11月30日朝、政府は、米軍横田基地に配備されている米空軍の輸送機CV22オスプレイが鹿児島県・屋久島沖で墜落した事故を受け、国内に配備された米軍のオスプレイの飛行を安全が確認されるまで中止するよう米側に要請した。ただ、その後も沖縄県に配備されるオスプレイは飛行が継続している。
11月30日、松本防衛大臣政務官が鹿児島県入りし、塩田知事や屋久島町の荒木町長らと面会した。
松本政務官は、「住民の皆さんに大きな不安を与えた」と述べ謝罪。
塩田知事は「事故発生の衝撃は県民にとって大変大きく、誠に遺憾である」と伝え、「原因究明やオスプレイの飛行一時停止などを米側に要請」するよう求めた。
11月30日、17時30分頃から、防衛大臣が今般の屋久島沖での米空軍のCV-22オスプレイの墜落に関してラップ在日米軍司令官の訪問を受け、「飛行に係る安全が確認されてから、飛行を行うよう要請」するとともに、「早期の情報提供」を求めた。米側からはオスプレイの飛行停止の申し出に対して確たる発言はなかった。
12月2日、塩田知事は、米軍が救難活動のためにオスプレイを派遣したことに対し、「安全に万全を期し、陸上を飛行しないことを米側に要請」するよう九州防衛局に申し入れた。
12月4日、やっと町役場が調整に入ることになったらしい。
100人以上の陸上自衛隊の隊員が入島し災害派遣の車両が行き交うが、いくつかの公民館は捜索拠点になった。また漁協に事前説明なく港を捜索拠点にしたり、非公開で初面会し協力要請するなど捜索活動にまつわり様々なトラブルも続出し、米軍が地元漁協に謝罪したらしい。
12月7日、アメリカ軍が、すべての種類のオスプレイの飛行を停止したと発表。
塩田知事は、「本県の申し入れを受け止めていただいたものと考えている。
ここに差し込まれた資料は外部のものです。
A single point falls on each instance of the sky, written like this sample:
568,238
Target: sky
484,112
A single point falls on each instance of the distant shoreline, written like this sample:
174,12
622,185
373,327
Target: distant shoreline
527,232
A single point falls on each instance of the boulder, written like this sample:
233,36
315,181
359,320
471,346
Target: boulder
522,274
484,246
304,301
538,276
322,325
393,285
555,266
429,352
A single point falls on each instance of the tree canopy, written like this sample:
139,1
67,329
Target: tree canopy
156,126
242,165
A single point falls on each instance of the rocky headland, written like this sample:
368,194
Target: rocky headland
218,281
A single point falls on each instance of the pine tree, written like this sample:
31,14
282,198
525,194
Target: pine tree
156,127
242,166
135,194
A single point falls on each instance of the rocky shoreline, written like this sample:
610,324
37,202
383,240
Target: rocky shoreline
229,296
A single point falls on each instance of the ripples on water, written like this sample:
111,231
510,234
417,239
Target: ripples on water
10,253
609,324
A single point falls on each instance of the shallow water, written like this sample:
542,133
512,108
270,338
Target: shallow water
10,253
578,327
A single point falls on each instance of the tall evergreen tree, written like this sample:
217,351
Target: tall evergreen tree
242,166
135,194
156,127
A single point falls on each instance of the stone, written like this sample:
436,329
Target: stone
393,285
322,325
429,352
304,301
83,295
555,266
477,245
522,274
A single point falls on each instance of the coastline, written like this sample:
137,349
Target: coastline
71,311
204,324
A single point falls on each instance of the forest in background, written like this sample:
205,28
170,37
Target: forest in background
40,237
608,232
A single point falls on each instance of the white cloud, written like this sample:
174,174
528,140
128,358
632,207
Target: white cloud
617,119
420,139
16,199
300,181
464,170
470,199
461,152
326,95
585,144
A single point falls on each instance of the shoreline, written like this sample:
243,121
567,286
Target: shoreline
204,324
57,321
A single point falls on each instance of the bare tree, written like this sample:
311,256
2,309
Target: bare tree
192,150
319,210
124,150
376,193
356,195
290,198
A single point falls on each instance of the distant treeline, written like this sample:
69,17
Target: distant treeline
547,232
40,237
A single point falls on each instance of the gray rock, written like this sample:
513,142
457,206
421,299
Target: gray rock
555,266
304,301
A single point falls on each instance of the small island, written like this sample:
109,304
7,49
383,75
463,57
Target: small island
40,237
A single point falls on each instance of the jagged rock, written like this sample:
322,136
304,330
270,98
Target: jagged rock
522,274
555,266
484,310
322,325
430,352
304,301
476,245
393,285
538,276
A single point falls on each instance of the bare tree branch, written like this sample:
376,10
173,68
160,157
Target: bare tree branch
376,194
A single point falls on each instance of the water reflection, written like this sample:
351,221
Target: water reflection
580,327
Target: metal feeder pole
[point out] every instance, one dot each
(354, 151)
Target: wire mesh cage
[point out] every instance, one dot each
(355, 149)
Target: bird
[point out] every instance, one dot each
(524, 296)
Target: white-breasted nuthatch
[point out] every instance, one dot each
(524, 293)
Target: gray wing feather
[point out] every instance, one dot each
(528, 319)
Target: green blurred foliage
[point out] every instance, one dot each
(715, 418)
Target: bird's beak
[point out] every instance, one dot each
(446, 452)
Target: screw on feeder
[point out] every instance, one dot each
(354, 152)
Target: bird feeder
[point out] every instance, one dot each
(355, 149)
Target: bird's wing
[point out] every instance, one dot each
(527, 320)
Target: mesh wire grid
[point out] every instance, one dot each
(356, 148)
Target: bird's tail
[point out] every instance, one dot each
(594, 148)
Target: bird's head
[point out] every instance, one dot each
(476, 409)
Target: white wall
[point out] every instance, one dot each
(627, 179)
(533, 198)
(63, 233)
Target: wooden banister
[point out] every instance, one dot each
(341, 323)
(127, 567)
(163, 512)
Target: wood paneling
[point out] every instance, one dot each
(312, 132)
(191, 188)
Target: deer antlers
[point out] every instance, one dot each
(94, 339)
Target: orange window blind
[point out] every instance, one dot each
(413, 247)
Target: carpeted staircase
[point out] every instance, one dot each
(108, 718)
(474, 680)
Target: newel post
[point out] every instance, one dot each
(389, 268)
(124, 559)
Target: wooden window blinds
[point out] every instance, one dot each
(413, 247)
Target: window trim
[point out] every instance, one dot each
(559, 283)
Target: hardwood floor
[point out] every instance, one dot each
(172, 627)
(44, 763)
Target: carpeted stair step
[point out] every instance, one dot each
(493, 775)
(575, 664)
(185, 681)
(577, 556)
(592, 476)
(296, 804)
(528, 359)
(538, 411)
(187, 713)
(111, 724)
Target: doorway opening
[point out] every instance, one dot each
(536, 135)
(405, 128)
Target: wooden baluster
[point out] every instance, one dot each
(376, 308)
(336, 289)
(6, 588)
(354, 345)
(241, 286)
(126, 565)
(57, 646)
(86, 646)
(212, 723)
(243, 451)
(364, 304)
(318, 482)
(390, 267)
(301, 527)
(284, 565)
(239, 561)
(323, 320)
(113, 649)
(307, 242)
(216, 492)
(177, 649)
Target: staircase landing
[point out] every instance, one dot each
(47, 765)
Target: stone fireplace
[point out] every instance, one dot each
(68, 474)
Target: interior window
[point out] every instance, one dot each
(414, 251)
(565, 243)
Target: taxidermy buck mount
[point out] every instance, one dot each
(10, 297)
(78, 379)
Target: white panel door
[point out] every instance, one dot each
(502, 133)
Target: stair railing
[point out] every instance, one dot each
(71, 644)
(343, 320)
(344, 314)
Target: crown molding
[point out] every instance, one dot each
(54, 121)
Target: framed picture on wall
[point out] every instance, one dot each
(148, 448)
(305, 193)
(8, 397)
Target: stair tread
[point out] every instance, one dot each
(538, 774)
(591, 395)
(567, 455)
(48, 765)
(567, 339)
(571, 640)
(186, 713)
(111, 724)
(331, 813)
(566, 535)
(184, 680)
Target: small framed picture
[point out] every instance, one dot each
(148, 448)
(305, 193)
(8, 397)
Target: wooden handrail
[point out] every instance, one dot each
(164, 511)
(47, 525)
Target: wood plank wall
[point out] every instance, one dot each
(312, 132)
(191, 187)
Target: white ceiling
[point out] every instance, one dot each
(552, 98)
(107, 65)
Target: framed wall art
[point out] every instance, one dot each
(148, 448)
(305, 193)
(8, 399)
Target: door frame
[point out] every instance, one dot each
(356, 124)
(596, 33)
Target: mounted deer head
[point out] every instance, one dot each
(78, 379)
米軍も安全性の確認が必要という判断で飛行を停止したと思う」と述べ、そしてまた今後の対応について、「しっかりした原因究明を行っていただき、できるだけ丁寧に情報を提供するようお願いしたい」と述べました。
12月9日、捜索海域で漁の自粛始まる。
12月11日、荒木町長は、町議会の行政報告で、米軍が全オスプレイの飛行を停止したことについて「ひとまず安心、二度とこのような事故が起きないことを願うと述べ」、そしてまた「町として国や米軍に対し、町民生活に支障のないよう配慮を求めつつ、捜索活動、残骸回収を支援し、早期の収束に取り組んでいく」と述べた。
12月18日、防衛省と海上保安庁が、屋久島町を訪れこれまでの経緯や捜索活動の状況などについて初めて町議会に直接説明した。また今後の捜索や補償について説明した。
屋久島町議会は、今回の説明会に一定の評価を示したということである。
そして町議会では、事故原因が究明され、再発防止策がとられるまで飛行再開しないよう求める意見書案が示された。
12月21日、屋久島町議会は、「軍事基地のない島の近くに墜落、衝撃大きい」、「一歩間違えれば住民を巻き込む大惨事につながりかねなかった」とするアメリカ側への抗議決議を全会一致で可決した。
12月24日、自衛隊の捜索活動は終了した模様。またアメリカ海軍の救助サルベージ船が到着。25日から機体引き揚げ作業開始する。
12月25日、防衛省が屋久島漁協に漁の自粛範囲を墜落現場から半径1kmの海域に縮小することを伝えた。ただし今後も漁の自粛が解除された海域で引き続き捜索が行われる可能性もある
12月27日、サルベージ船がこれまでに回転翼や機体の右側部分も引き揚げているようだが、これまでのところ不明の乗員1人が発見されたかは分かっていない。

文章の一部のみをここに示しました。